Ricordare la nostra storia è un modo per capire chi siamo e dove possiamo andare. Ricostruire percorsi, volti, comportamenti, architetture, modi di vivere non è solo una ricerca da archivio storico, è l’essenza delle nostre radici.
Così, nel corso della seconda serata dell’evento “Nuovo Cinema Olympia“, ho avuto la possibilità di leggere alcuni appunti di un mio zio, Francesco Cassata, che ricorda il vecchio cinema di Tremestieri.
«All’inizio (anni ’50/’60, ndr), venivano proiettati film di prima scelta, in pochi avevano la televisione (Padre Milici, il circolo monarchico e pochi altri); quando poi iniziò a diffondersi nelle case e, in particolare, negli anni che precedettero la chiusura, venivano proiettati film di seconda scelta, a sfondo erotico e pornografico, arrivando anche al “2×1” (due film al costo di uno).

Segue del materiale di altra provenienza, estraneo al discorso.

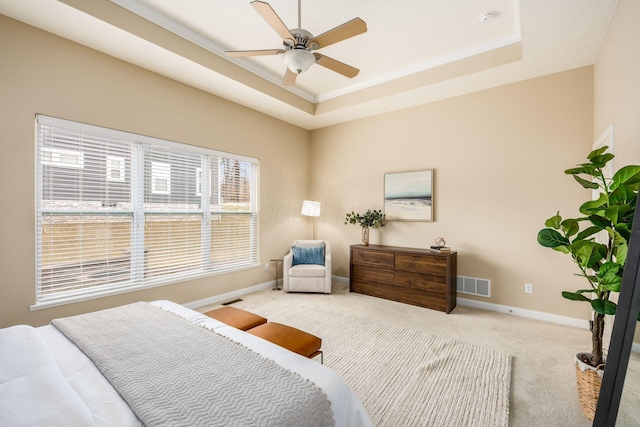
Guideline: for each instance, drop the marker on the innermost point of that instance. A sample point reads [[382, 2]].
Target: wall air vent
[[473, 286]]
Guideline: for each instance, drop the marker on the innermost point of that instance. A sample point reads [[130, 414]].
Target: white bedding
[[46, 380]]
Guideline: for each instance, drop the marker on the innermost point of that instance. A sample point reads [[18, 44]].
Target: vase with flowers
[[370, 219]]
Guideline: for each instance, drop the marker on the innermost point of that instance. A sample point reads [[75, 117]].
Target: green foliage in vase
[[599, 260], [370, 219]]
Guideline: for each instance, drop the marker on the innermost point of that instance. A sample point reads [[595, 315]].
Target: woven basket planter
[[589, 383]]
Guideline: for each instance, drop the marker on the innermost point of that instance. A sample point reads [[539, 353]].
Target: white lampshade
[[310, 208], [299, 60]]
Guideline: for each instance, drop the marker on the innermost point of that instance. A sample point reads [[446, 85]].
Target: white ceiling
[[414, 52]]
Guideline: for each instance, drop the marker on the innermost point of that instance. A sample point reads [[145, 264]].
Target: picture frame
[[408, 196]]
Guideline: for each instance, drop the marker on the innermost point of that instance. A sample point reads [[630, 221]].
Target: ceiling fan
[[299, 44]]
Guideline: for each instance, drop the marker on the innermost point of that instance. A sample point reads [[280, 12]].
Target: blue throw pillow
[[312, 255]]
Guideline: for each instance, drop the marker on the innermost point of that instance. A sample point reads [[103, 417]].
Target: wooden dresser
[[412, 276]]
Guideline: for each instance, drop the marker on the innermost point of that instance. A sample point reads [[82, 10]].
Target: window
[[63, 158], [160, 178], [118, 211], [115, 168]]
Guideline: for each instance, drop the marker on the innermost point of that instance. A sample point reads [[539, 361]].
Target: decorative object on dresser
[[371, 218], [408, 196], [408, 275], [440, 245]]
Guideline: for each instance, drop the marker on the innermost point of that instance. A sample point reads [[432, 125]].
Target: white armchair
[[303, 269]]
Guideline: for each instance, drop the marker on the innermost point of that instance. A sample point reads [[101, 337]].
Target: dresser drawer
[[365, 273], [420, 298], [373, 258], [433, 265], [409, 275], [424, 282]]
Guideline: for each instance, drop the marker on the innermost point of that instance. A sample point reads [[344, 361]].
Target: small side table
[[276, 262]]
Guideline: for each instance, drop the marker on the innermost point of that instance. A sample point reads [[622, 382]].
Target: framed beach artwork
[[408, 196]]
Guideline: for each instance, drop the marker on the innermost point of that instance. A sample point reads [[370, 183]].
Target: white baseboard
[[216, 299], [529, 314], [340, 279]]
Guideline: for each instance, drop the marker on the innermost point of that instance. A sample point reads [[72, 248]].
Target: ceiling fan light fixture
[[299, 60]]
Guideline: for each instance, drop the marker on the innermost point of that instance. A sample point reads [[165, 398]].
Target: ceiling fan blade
[[245, 53], [272, 18], [348, 29], [337, 66], [289, 77]]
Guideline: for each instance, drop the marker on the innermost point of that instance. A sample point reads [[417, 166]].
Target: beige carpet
[[405, 377]]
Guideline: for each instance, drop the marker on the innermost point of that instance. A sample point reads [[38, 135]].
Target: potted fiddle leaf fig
[[370, 219], [597, 243]]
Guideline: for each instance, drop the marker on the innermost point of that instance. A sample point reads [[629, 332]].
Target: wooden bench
[[290, 338], [285, 336], [236, 317]]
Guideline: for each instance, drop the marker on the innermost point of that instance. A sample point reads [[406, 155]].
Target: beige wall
[[498, 158], [42, 73], [617, 86]]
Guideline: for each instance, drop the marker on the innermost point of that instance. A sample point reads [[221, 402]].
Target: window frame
[[139, 213]]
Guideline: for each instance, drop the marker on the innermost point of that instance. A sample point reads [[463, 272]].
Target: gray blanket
[[174, 373]]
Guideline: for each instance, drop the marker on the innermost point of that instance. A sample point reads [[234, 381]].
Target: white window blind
[[118, 211]]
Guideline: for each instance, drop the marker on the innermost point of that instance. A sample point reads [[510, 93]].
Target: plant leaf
[[586, 183], [599, 221], [587, 253], [597, 152], [585, 168], [551, 238], [601, 160], [570, 227], [573, 296], [594, 206], [629, 176], [588, 232], [604, 306]]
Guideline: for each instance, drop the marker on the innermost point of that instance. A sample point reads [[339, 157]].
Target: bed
[[46, 379]]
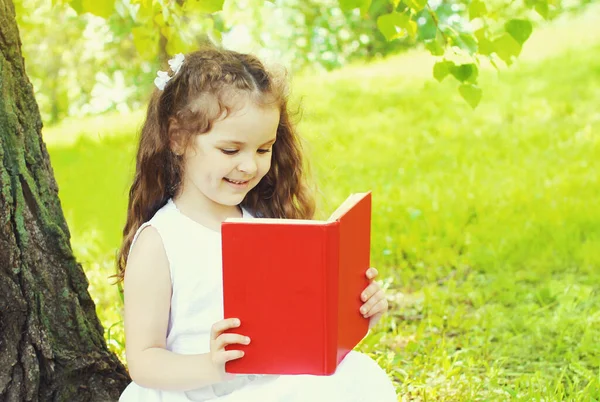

Si pagava 105 lire in sala e 135 in tribuna, ci si recava al cinema rigorosamente a piedi, tanto nessuno aveva la macchina. C’era un rito: prima si passava dai signori Villari che avevano una bottega di frutta e si compravano “castagni mmunnati”, “castagni rrustuti”, “luppina” e “nucilla”, chi poteva anche le “gazzusi”.
Nel periodo della “campagna” della Bosurgi, molti camion, in attesa di scaricare in prima mattinata, parcheggiavano lungo la strada; i ragazzi più intraprendenti, i “bastasazzi”, prendevano di nascosto delle arance per poi, durante la proiezione dei film, tirarle dalle finestre del cinema o addirittura nella sala stessa (“a cu pigghiu pigghiu”).
Per un periodo sotto lo schermo veniva messo un televisore per far seguire a tutti “Lascia o raddoppia” di Mike Bongiorno o “Il Musichiere” di Mario Riva.
La sala del cinema veniva affittata anche per ricevimenti di matrimonio, togliendo i sedili si otteneva lo spazio per ballare; venivano forniti i gelati dal Bar Augustus e dal Bar Becco Giallo, i dolci dai fratelli Currò.
La Domenica, di rito, era frequentatissimo dalle famiglie al completo che si organizzavano anche per cenare prima della proiezione.
Tutto ciò è perfettamente fotografato da Tornatore in “Nuovo Cinema Paradiso“, in quanto chi ha vissuto quegli anni ritrova in pieno lo spirito giovanile che li caratterizzava. Erano tempi duri, ma bei tempi.
Spesso e volentieri si verificavano blackout di corrente o si guastava il proiettore; se l’attesa si prolungava veniva firmato il biglietto e si tornava l’indomani per riprendere la visione.
Spesso capitava che lo stesso film venisse proiettato in contemporanea in altri cinema della città: un ragazzo in bicicletta portava il “primo tempo” all’Olympia e il “secondo tempo” allo “Star” (cinema nella zona di Minissale, ndr), così mentre noi guardavamo il primo tempo loro guardavano il secondo e senza aver visto il primo.
Poi un aneddoto di famiglia. Nello spirito goliardico che caratterizza quei tempi e la nostra famiglia, e sicuramente in uno spirito più umano e tollerante rispetto ad oggi, mio padre, amante del cinema, portava me e i miei fratelli ad assistere ai film. Per pagare solo un biglietto, vestiva di un lungo cappotto in cui ci nascondeva. Dalla cassa, rialzata, però, si vedeva tutto e così un giorno gli dissero: “Signor Cassata, almeno paghi un altro biglietto visto che escono otto piedi dal cappotto!”
Il cinema, infine, era strutturato di modo che tribuna e platea avessero accesso allo stesso bagno. Così, i più furbi, pagavano il biglietto per la platea per poi, attraverso il bagno, salire in tribuna. Camminando per il cinema si odevano rumori “cra cra” dovuti alle bucce delle noccioline americane gettate in terra e, spesso, ci si bagnava perché c’era chi, pur di non perdere un minuto del film, faceva i suoi bisogni in sala.»